Saturday, May 1, 2021

CHAPTER 114: IMPRESSIONS OF MY LIFE: AUTOBIOGRAPHY OF A RECHERCHE GRUNGY DAYS AND HIPPIE NIGHTS 1967-1968


CHAPTER 114        PROTESTS AND MADNESS.  1967-1968



 


I’ve heard claims that if you remember the ’60, you weren’t there. Balderdash, I was there and I remember the so-called “Decade of Peace and Love”. I remember that the reality is there was very little peace and love existing during the period. The other myth is this calling it the ‘sixties in the first place. I guess you can’t call it a half-something. What is usually represented as the Love Decade began somewhere around 1964 and ran pretty much until 1974. It basically corresponded to the Vietnam War and there was no peace there and no peace here as the chants of the protesters grew ever louder.  (I guess it could have been called, “Decade of the Beatles”)


 And yes, Lois and I took part in various protests and marches over the period, probably on everything except Trident and I still can’t figure out if that fuss was about nuclear submarines or chewing gum? I do know Lois and I appeared on the TV during a protest of at Philadelphia City Hall, but am not certain what that protest was about. It was certainly in the “Long, Hot summer of 1967”, but there were many protests that summer. There were anti-Vietnam marches and civil rights gatherings, but maybe it was the Philadelphia School Walkout. 


Yes, I do remember the Love Decade. The problem I have is remembering exactly when what took place. I have done my best to pinpoint the moments of action, but it is possible that the following narrative will not always be in the proper sequence. Sorry about that, but you probably won’t notice or won’t care or both.

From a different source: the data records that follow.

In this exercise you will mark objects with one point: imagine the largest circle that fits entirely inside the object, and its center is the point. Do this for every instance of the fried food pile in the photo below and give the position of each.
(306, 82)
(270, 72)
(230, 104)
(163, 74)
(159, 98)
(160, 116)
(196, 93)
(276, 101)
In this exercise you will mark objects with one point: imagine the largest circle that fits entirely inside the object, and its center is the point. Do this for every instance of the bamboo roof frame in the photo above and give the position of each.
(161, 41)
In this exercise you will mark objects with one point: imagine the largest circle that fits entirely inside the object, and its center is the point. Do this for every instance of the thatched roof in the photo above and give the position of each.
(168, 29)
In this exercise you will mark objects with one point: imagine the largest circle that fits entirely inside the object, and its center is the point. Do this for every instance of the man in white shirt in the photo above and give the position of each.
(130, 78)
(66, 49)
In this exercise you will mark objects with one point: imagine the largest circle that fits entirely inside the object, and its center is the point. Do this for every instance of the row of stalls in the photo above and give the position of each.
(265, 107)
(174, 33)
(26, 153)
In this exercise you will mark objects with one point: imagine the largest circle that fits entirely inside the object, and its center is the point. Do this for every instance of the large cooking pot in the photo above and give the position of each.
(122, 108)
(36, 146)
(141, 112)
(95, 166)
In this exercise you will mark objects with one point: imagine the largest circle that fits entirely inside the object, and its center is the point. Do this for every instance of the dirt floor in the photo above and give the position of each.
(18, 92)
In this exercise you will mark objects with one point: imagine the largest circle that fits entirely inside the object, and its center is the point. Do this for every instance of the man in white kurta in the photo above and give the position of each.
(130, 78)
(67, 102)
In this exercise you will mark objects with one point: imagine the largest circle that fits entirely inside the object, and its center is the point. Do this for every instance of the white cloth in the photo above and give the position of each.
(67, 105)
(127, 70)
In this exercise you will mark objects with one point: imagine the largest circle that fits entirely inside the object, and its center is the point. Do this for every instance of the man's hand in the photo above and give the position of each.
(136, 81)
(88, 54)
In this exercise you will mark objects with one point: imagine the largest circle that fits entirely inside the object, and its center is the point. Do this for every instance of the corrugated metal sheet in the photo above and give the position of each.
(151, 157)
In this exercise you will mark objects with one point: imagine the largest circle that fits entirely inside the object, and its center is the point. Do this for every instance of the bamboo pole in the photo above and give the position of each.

 Someone around he mid-60s credited the poet Allen Ginsberg


(right) for creating the term “Flower Power” on January 14, 1967. I would bet the term had been floating about before he uttered it. Some strung-out Hippie on the street probably blurted in out one day while watching his girl prance around the posies in her birthday  suit. But You can say some dude in the crowd said it, unless you’re

writing Forrest Gump, so you got to credit somebody well known. You throw some imaginative gobbledygook around your creative story, like it means no war and no violence, man, it means we aren’t out here protesting; we’re just engaged in peaceful affirmations. It may have been a four-year old trying out sounds. We’re lucky it didn’t end up as Fun Gun or something obscene.


 I wasn’t interested in who said it or when, or that it even existed. My concern was my wife’s situation. Going into mid-January we took her for admittance at the hospital. This was a step in trying to preserve her pregnancy and save this baby. On the 21st she was doing okay and having no contractions. On the 23 they propped her feet up, but on the 25th there was a bubble on the membrane. She didn’t feel well the next day and at 2:30 AM on January 27 she loss our fourth child. This time it was a girl, whom we named Sara.


Lois came home on the morning of January 30.



In mid-February she was driving herself crazy itching when she broke out in hives. The doctor gave her some medicine to relieve her. They felt it was a reaction to aspirin.


It had been a time of losses. We had lost our house and now our fourth baby. Our social life had dissolved as well. My conversational buddies had moved on and out of business and my life. Neither Dave Claypoole nor Ed were around to discuss issues with anymore.


All Lois and mine social acquaintances were also lost. To madness, I suppose, for our social world had revolved around Dottie and Jack Walls and their friends). Dottie was my long-time acquaintance from Glenloch and Downingtown, the slightly older girl who was my babysitter once upon a time. My parents were friends with her parents and after Dottie and Jack married we began spending evenings with them. I think Dottie contacted us first.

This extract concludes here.